Sin embargo, estos posibles impactos negativos de la ganadería en el cambio climático deben analizarse en el contexto más amplio de sus ventajas medioambientales y socioeconómicas. De hecho, el sector agrario puede ser parte de la solución al cambio climático debido al papel fundamental que desempeña en la reducción de la intensidad de las emisiones de gases, sobre todo a través de las cosechas y del secuestro de carbono inherente a los pastizales. Los sistemas pecuarios también pueden contribuir eficazmente al desarrollo y al mantenimiento de paisajes preservando los ecosistemas que proporcionan importantes servicios, como por ejemplo, manteniendo o aumentando las reservas de carbono, reduciendo los incendios de arbustos, previniendo la erosión, produciendo abonos ecológicos y reduciendo los sintéticos, generando trabajo sin recurrir a la energía derivada del combustible fósil y manteniendo la biodiversidad animal y vegetal.

Hoy en día, la comunidad mundial dispone de los instrumentos necesarios para afrontar conjuntamente la lucha contra el cambio climático y el desarrollo de sistemas de producción animal sostenibles.

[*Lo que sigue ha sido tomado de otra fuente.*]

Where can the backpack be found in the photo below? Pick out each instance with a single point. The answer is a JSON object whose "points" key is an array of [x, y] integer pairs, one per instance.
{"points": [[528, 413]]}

Se pueden aumentar los volúmenes de producción mediante sistemas sostenibles, utilizando menos animales, o menos superficies, y en unas condiciones que sean respetuosas con el bienestar animal y el medio ambiente. 

Para abordar con éxito estas dificultades, debe considerarse prioritario el fortalecimiento de los sistemas de sanidad animal de todo el mundo. Las pérdidas de animales y los rendimientos negativos en la producción aumentan la huella de carbono mundial. Los Servicios Veterinarios, junto con los productores, se encuentran en primera línea a nivel mundial a la hora de garantizar una detección temprana y una respuesta rápida a los episodios sanitarios que supongan una amenaza para animales o personas. Con este fin, la OIE apoya a sus 180 Países Miembros y promueve el establecimiento de redes regionales para afrontar la aparición de enfermedades transfronterizas emergentes o reemergentes que deriven del cambio climático o de cambios medioambientales. La OIE también potencia el incesante desarrollo de programas de investigación destinados a concebir sistemas de producción animal amables con el medio ambiente y, paralelamente, métodos de bioseguridad adecuados para asegurar una mejor prevención y control de las enfermedades.

Si en 2015 se logra un acuerdo en la COP21, se deberían desplegar recursos financieros, conocimientos y capacitación para apoyar la producción pecuaria en todo el mundo a través de unas medidas previamente comprobadas. La actividad preventiva tendrá claras ventajas medioambientales, económicas y sociales porque servirá para prever las posibles consecuencias y para minimizar las amenazas para los ecosistemas y para la salud humana y animal. En este marco, para proteger nuestro futuro resulta crucial fomentar el concepto Una Salud y reconocer el papel predominante que los Servicios Veterinarios desempeñan en la preservación de la sanidad animal.